This project was built as a course assignment for RIT's CSCI-742: compiler construction. It was my first exposure to compiler concepts and one of my earlier Rust projects, so it's not perfect by any means but I learned a lot from it.
This project is written in Rust, so if you'd like to build it from source you'll need to install the rust toolchain, which will include the compiler and the build tool, "cargo".
To build the project, simply run cargo build --release
. This will output
the binary into target/release/emjc
. You can either directly execute that
binary by cd
ing into target/releases
and running emjc <args>
, or you
can use cargo run --release -- <args>
to compile and run all in one step.
If you execute emjc
without any arguments, you'll see a help display:
$ cargo run
Compiling emjc v0.1.0 (file:///home/nick/Documents/classes/compilers/emjc)
Finished dev [unoptimized + debuginfo] target(s) in 1.47 secs
Running `target/debug/emjc`
emjc
USAGE:
emjc <file>
FLAGS:
-h, --help Prints help information
-V, --version Prints version information
ARGS:
<file>
To see the output of the lexer, just provide a path to a .emj
file.
cargo run -- my_emj_program.emj
This project is split into two halves, a library and a binary. The core
functionality of the compiler is written in the library, whose entry point
is src/lib.rs
. The binary half's entry point is src/bin/main.rs
, and is
in charge of interpreting command line arguments and loading any necessary
files.
Within the library, the compiler implementation is further divided into "modules". The lexer is one module, and each subsequent subsystem will have one or more modules of its own.
The Lexer implementation is located in src/lexer.rs
. In it I make heavy use
of Rust's "Regex" library as well as Rust enums for representing the Tokens.
Enums in Rust can hold values, so any Tokens which have variable content
(such as INTLIT
, for example) simply store the string representation of the
text they matched inside.
I originally started implementing the parser non-recursively, using a stack
for pushing and popping symbols. It worked really well, until I realized I
had no idea how to build the AST using this method. The remnants of that
version of the parser are in src/syntax/stack_parser.rs
and
src/emj_grammar.rs
.
I then switched gears and went for the recursive descent approach. This is
the parser I'll be using from now on (or perhaps until I can make the stack
parser work). It's in src/syntax/recursive_parser.rs
. The AST is defined
in src/syntax/ast.rs
, and I've made visitor traits and a printer
implementation which are in src/syntax/visitor/mod.rs
and
src/syntax/visitor/printer.rs
, respectively.
Some known issues with the parser: currently I have a grammar ambiguity I have yet to resolve which can't tell the difference between a variable and an assignment statement. I also haven't implemented if statements yet. But I believe the rest should work fine, and the printer works as expected on a known good AST.

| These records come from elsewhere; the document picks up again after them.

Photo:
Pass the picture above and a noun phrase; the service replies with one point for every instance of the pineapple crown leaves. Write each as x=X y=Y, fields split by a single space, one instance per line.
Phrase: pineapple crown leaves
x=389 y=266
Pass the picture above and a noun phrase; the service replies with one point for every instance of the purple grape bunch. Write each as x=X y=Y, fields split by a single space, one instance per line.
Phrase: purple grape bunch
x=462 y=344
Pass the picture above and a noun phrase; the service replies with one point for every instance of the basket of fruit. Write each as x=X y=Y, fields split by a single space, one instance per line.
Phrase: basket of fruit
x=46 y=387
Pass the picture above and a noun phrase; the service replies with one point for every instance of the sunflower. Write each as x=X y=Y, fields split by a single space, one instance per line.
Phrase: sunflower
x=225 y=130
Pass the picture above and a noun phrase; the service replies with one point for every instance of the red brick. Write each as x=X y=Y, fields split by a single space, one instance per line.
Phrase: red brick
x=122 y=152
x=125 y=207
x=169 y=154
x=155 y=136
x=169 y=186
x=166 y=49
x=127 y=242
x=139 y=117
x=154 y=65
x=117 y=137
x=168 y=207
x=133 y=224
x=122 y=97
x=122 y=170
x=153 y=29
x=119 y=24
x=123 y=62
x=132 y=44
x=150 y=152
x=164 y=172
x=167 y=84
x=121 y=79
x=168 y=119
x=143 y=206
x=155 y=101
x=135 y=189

The name analysis takes place in src/semantics/name_analysis.rs
. The analysis
is performed in two passes, one to declare all of the classes, functions, and
variables, and another to verify that all the usages of these items are valid.

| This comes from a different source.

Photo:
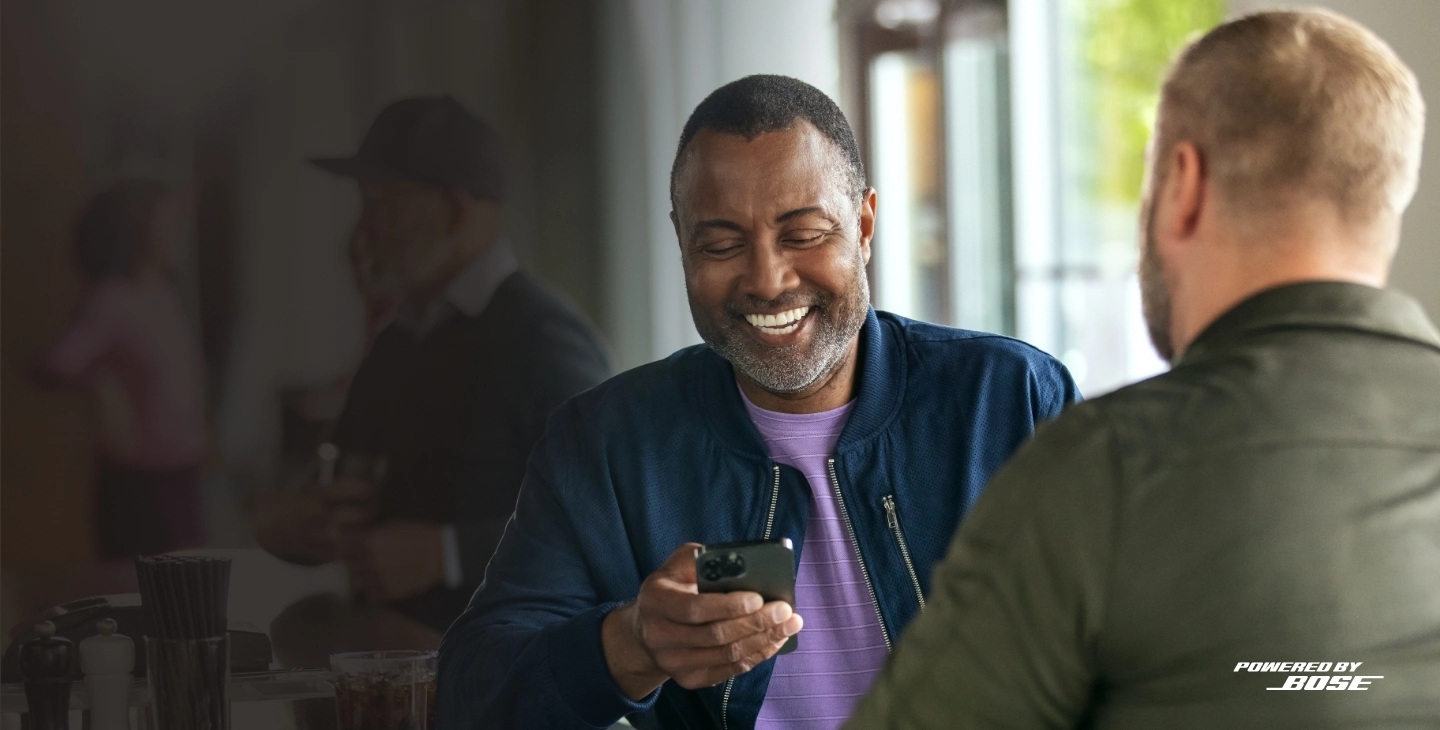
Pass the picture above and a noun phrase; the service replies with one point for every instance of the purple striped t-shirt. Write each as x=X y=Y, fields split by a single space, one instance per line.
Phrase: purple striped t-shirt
x=841 y=647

Some data structures that were used are defined in src/semantics/mod.rs
, and
include GlobalScope
, ClassScope
, and FunctionScope
.
One known issue right now is that while each identifier is correctly assigned a unique symbol name, for some reason there are places where the symbol number will increment by more than one. Besides this, all of the linking works correctly.
The type analysis takes place in src/semantics/type_analysis.rs
. When running
the program with the --type
option, all name errors and type errors are
printed.
The only prerequisite to running the code generation phase is to have a version
of the java runtime (JRE) installed. Upon being run with the --cgen
switch,
the compiler will check for a jasmin.jar
file in the system's $HOME
directory
(~/jasmin.jar
on UNIX-like systems). If ~/jasmin.jar
does not already exist,
the compiler has a version of jasmin bundled into the binary which it will write
to disk so it can invoke it with java. This does require that Java is in the
system's PATH.
When generating code, the compiler outputs one .j
file per class declared
in the program. These files are named after the class symbols, and get placed in
a '.jasmin' directory created in the current directory when the compiler was
executed. Then, the compiler automatically executes Jasmin and places the generated
.class
files into a directory called .class/
, also created in the current
directory. So the file structure after running the compiler with the --cgen
option would look something like this:
my_program.emj
.jasmin/
Main_0_.j
Foo_6_.j
.class/
Main_0_.class
Foo_6_.class
To execute the compiled program, then, navigate to the .class
directory and run
java Main_0_
.
The control flow processing for the optimization stage is located in the directory
src/control_flow/
. The control flow graph data structure is defined in
src/control_flow/mod.rs
and is called Cfg
.
The cfg
command will output the .dot
files representing the control flow graphs
into a directory called .dot/
in the location where the command is executed. Each
dot file is named after the name-analysis name for each function in each class of
the program.
The optimization chosen for this assignment is live variable analysis. As an additional
feature for this implementation, there is a command-line switch --cfgopt
which will
output an enhanced set of .dot
graph files. The graphs produced with this switch are
annotated with the variables which are live at each point in the graph.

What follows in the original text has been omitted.